Mary wanted to be in Europe and came to Paris looking for work. The last place she tried was the Herald Tribune. There was no such thing as a copy girl. But the New York Times’ arrival edition “scared” the Tribune, so they were on the look out for fresh talent. She hadn’t even been on a school paper, but they still asked her to write a couple of stories on spec’. Assuming rejection, she was about to go to a travel agency to book a flight back to the States when the editors called and asked her to write two articles a week for 100F a piece and re-write the fashion copy for an extra 100F. That was in 1960.

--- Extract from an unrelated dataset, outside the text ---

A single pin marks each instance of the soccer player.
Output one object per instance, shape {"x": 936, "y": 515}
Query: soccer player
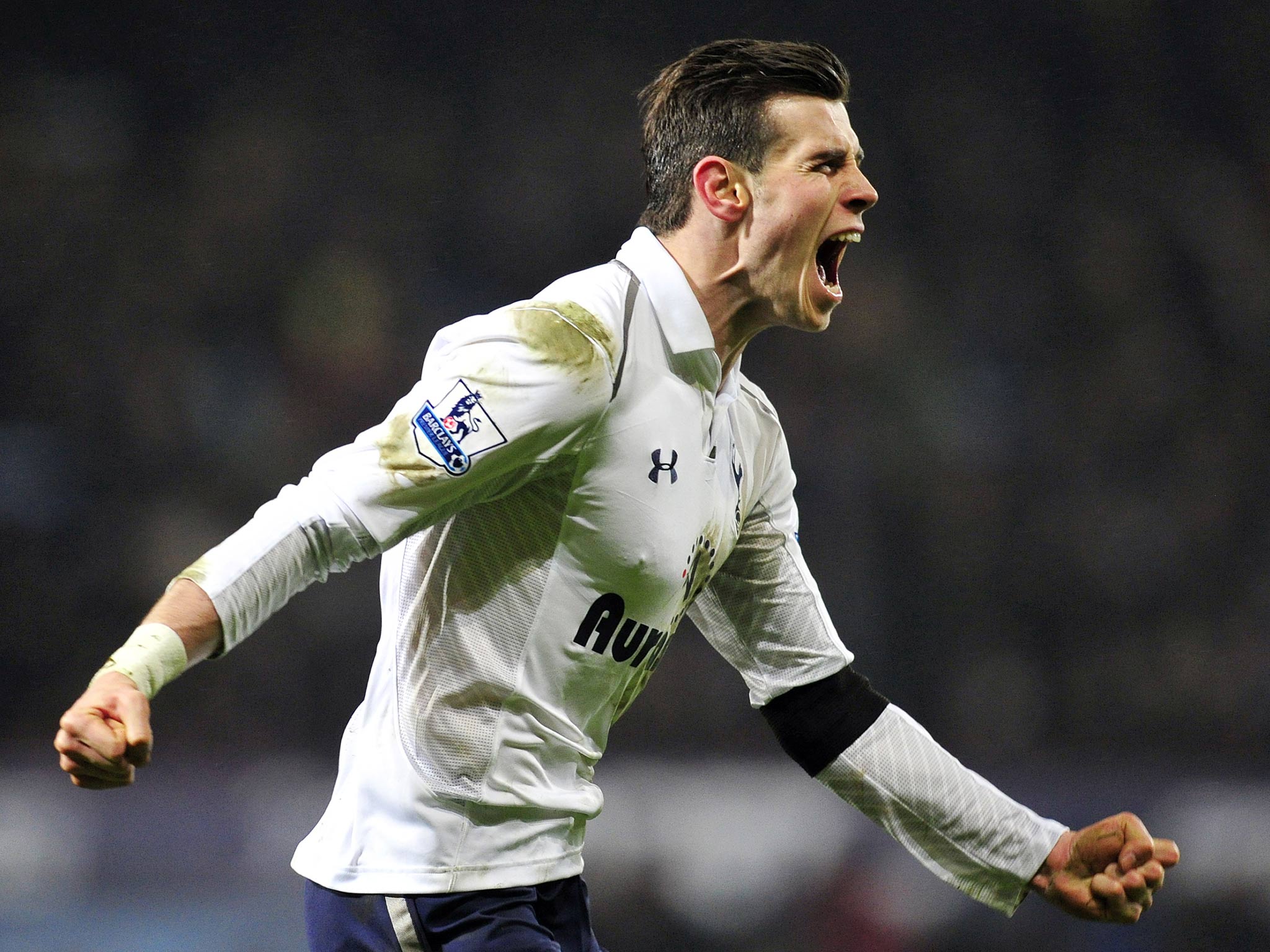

“It was always a quirky paper,” she says, “Unusual. Unpredictable. It is less so now. Buddy Weiss, our editor in the ’70s, called it ‘an international paper that speaks with American accents.’ That’s a good definition. Now we’ve become an international paper with no accent. The word, ‘product’ is used a lot but I don’t know what that means. It used to be a nippy little roadster; now it’s a stretch limo.”
Mary is regularly told she has the best job in journalism — freedom to choose her own subject and never having one turned down. She is, of course, insatiably curious. Indeed, when you interview her she can’t help interviewing you back She says, “You have to be very alert and not make people feel uncomfortable. To be a listener and not an inquisitor. But I certainly don’t write about politics. I figured they’d just do a number on me. Other people might do a number on me but they’d be more subtle.” The variety of stuff she’s done is wide — but it doesn’t include the sports page — and she says she can’t write for the financial page because “I don’t know what a derivative is.”
When she began writing from Paris, it was mostly for the women’s pages and the readership was mostly American. Now it is 40% American. “We must keep that in mind when we refer to the adorable little corner bakery; it must amuse the French.”
“A French Affair” can be compared to Mary’s idea of the genius of French stores — “always measured profusion: Ali Baba reviewed by Descartes.” Her legacy is that she has managed to combine the best of America — freshness of spirit — with the best of France, the elegantly turned phrase of the skeptic. Her readers will agree with Sir Peter Ustinov who said that she is one of a sacred battalion of Americans with whom Europeans feel a kindred spirit — inquisitive and crackling with intelligence and grace.